D’après les résultats de l’institut Sigma Conseil, diffusés par la télévision publique tunisienne, Kaïs Saïed a obtenu 89,2% des suffrages dès le premier tour des élections présidentielles du dimanche 6 octobre, écrasant le deuxième candidat, Ayachi Zammel, 47 ans, un industriel libéral qui n’a obtenu que 6,9% des voix. Le troisième candidat, Zouhair Maghzaoui, 59 ans et député de la gauche panarabe, s’est adjugé pour sa part 3,9% des suffrages. Des résultats préliminaires officiels sont attendus ce lundi après-midi.
Malgré ce score stalinien, Kaïs Saïed aura perdu près d’un million de voix en comparaison avec les présidentielles de 2019. Et pour cause, la participation s’est établie à 27,7%, contre 45% il y a cinq ans au premier tour, selon l’Instance supérieure indépendante pour les élections (Isie), l’autorité électorale tunisienne. Son président, Farouk Bouasker, a jugé ce taux «respectable», alors qu’il est le plus faible pour un premier tour de scrutin présidentiel depuis le renversement de Ben Ali en 2011.
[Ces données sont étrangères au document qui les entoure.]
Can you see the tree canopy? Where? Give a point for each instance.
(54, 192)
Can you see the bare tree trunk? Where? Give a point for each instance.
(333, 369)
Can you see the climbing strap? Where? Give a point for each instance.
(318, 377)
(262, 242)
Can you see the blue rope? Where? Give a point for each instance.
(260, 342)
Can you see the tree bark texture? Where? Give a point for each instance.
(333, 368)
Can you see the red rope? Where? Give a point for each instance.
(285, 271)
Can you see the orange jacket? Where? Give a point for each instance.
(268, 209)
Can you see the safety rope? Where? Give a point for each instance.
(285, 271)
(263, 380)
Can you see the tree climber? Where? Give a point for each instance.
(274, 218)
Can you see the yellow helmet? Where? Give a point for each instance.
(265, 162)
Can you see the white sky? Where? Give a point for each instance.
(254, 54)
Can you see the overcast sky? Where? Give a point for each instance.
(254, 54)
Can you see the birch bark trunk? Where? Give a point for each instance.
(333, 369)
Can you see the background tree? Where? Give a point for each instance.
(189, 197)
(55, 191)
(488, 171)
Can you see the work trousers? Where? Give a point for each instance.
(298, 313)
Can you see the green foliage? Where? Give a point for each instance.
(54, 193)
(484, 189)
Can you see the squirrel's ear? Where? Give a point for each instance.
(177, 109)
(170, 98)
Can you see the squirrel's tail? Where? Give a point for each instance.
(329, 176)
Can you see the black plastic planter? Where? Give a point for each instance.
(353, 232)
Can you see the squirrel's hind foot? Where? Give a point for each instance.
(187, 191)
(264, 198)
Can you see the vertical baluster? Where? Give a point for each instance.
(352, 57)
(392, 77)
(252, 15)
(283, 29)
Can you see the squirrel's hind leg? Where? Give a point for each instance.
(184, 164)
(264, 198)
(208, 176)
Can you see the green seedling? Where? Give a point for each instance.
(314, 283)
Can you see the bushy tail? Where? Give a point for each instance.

Seuls Ayachi Zammel et Zouhair Maghzaoui -des seconds couteaux selon les observateurs- avaient été autorisés à affronter dans les urnes Kaïs Saïed, 66 ans, sur initialement 17 postulants, écartés par l’Isie pour des irrégularités présumées. L’opposition, dont les figures de proue sont emprisonnées, et les ONG tunisiennes et étrangères ont critiqué un scrutin «faussé en faveur de M. Saïed».
Ayachi Zammel, inconnu du grand public, n’a pas pu faire campagne, car il est incarcéré depuis début septembre dernier et condamné à trois reprises à plus de 14 ans de prison pour des soupçons de faux parrainages. Quant à Zouhair Maghzaoui, il était considéré comme un simple «faire-valoir», car porteur d’un projet de gauche souverainiste similaire à celui du président sortant… qu’il soutenait jusqu’à récemment.
Lire aussi : Tunisie: opposants arrêtés, migrants dénigrés, journalistes bâillonnés... La machine répressive tourne à plein régime
«La légitimité de l’élection est forcément entachée quand les candidats qui pouvaient faire de l’ombre à M. Saïed ont été systématiquement écartés», a commenté pour l’AFP l’analyste politique tunisien Hatem Nafti. Le processus de sélection des candidatures avait été très contesté pour le nombre élevé de parrainages exigé, l’emprisonnement de candidats potentiels connus, et l’éviction par l’Isie des rivaux les plus solides du président, dont Mondher Zenaidi, un ancien ministre de Ben Ali.
Pour Pierre Vermeren, expert français du Maghreb, avec une abstention aussi forte, «la légitimité démocratique» de l’élection est «faible». Il a noté au passage des analogies avec les élections présidentielles dans l’Algérie voisine.
Élu en 2019 avec près de 73% des voix (et un taux de participation de 58%), Kaïs Saïed était encore ce populaire spécialiste de droit constitutionnel à l’image d’incorruptible, avant de s’emparer des pleins pouvoirs à l’été 2021, promettant l’ordre face à l’instabilité politique.
Lire aussi : Déçus de la politique, les jeunes Tunisiens veulent massivement quitter le pays
Trois ans plus tard, la majorité des Tunisiens lui reprochent d’avoir consacré une énergie excessive à régler ses comptes avec ses opposants, en particulier le parti islamo-conservateur Ennahdha, formation dominante pendant la décennie de démocratie ayant suivi le renversement de Ben Ali.
Depuis son coup de force à l’été 2021, les ONG tunisiennes et étrangères ainsi que l’opposition dénoncent une «dérive autoritaire» du président, via un démantèlement des contre-pouvoirs et un étouffement de la société civile avec des arrestations de syndicalistes, militants, avocats et chroniqueurs politiques. Selon Human Rights Watch, «plus de 170 personnes sont actuellement détenues pour des motifs politiques ou pour avoir exercé leurs droits fondamentaux».
Vers un durcissement du pouvoir
Selon l’analyste Hatem Nafti, cette nouvelle victoire électorale peut annoncer un durcissement ultérieur du pouvoir à l’égard des voix critiques, car Kaïs Saïed pourra «faire valoir son sacre pour justifier la répression».
Prenant la parole dimanche soir dans son quartier général de campagne, le président réélu a affirmé, sur un ton martial, vouloir «poursuivre la Révolution de 2011» et bâtir «un pays nettoyé des corrompus et des complots». «La Tunisie restera libre et indépendante et n’acceptera jamais l’ingérence étrangère», a ajouté l’homme qui a pourtant allègrement vassalisé son pays au service de l’agenda de son voisin algérien.